Je prend des drogues pour rester en vie. Je prends des drogues potentiellement mortelles pour pas crever. Pour lutter quelques minutes, quelques heures, contre la quasi certitude qui m'étreint : je n'ai plus grand chose à faire ni à vivre. Je suis un échec ambulant, l'inutilité personnifiée.
Ma sœur faisait attention à sa santé. Elle buvait de l'
alcool raisonnablement, du moins la plupart du temps. Elle buvait de l'eau dans des gourdes en métal pour ne pas ingérer de particules de plastique. Elle courait tous les jours sur les quais de Seine pendant les confinements. Après s'être fracturé le coude, elle veillait à ne pas prendre trop de médicaments, en particulier les
opiacés, pour ne pas risquer la dépendance et éviter tout effet malencontreux sur sa santé. Ma sœur faisait de la randonnée et contrôlait parfaitement son alimentation. Ma sœur, paraît-il, fumait des
cigarettes, mais elle n'a que très rarement fumé devant moi, alors que j'ai été une grosse fumeuse très peu portée sur le jugement envers ceux qui fumaient avec moi.
Ma sœur était belle, en bonne santé, mince très mince, et avait accumulé les diplômes jusqu'à obtenir un job d'un certain prestige.
Ma petite sœur, que j'avais biberonnée, a franchi des étapes importantes de la vie professionnelle avant moi.
Ma sœur était hypersensible et sans doute dépressive. Ma sœur s'est suicidée et a mis 6 semaines à mourir de sa tentative de suicide dans les hôpitaux de l'AP-HP.
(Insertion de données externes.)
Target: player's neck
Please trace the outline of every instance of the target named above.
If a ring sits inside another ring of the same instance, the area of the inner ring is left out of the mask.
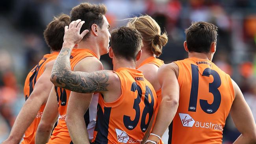
[[[56,50],[51,50],[50,51],[50,53],[52,54],[53,53],[54,53],[54,52],[60,52],[60,50],[57,50],[57,51]]]
[[[78,44],[78,49],[87,49],[91,50],[98,57],[100,57],[100,46],[97,43],[86,40],[81,41]]]
[[[136,62],[134,61],[128,61],[125,59],[113,58],[113,70],[116,71],[117,69],[121,67],[124,67],[130,68],[135,69],[135,65]]]
[[[211,54],[201,53],[196,52],[189,52],[188,57],[197,57],[200,59],[204,59],[211,61],[212,56]]]
[[[136,65],[137,66],[141,65],[141,63],[143,62],[146,59],[149,57],[156,57],[156,55],[152,53],[151,50],[148,50],[148,48],[145,47],[141,48],[142,50],[142,54],[141,54],[141,57],[139,60],[137,61]]]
Et aujourd'hui je prends des drogues pour elle, à sa place, des drogues qui auraient pu lui amener un peu de gaieté ou soulager ses nombreuses et terribles douleurs. Je prends des drogues pour rester en vie, pour lutter contre l'envie de la rejoindre. Je prends ce qui me tombe sous la main en essayant de gérer entre l'envie de crever et la nécessité d'atténuer mes douleurs.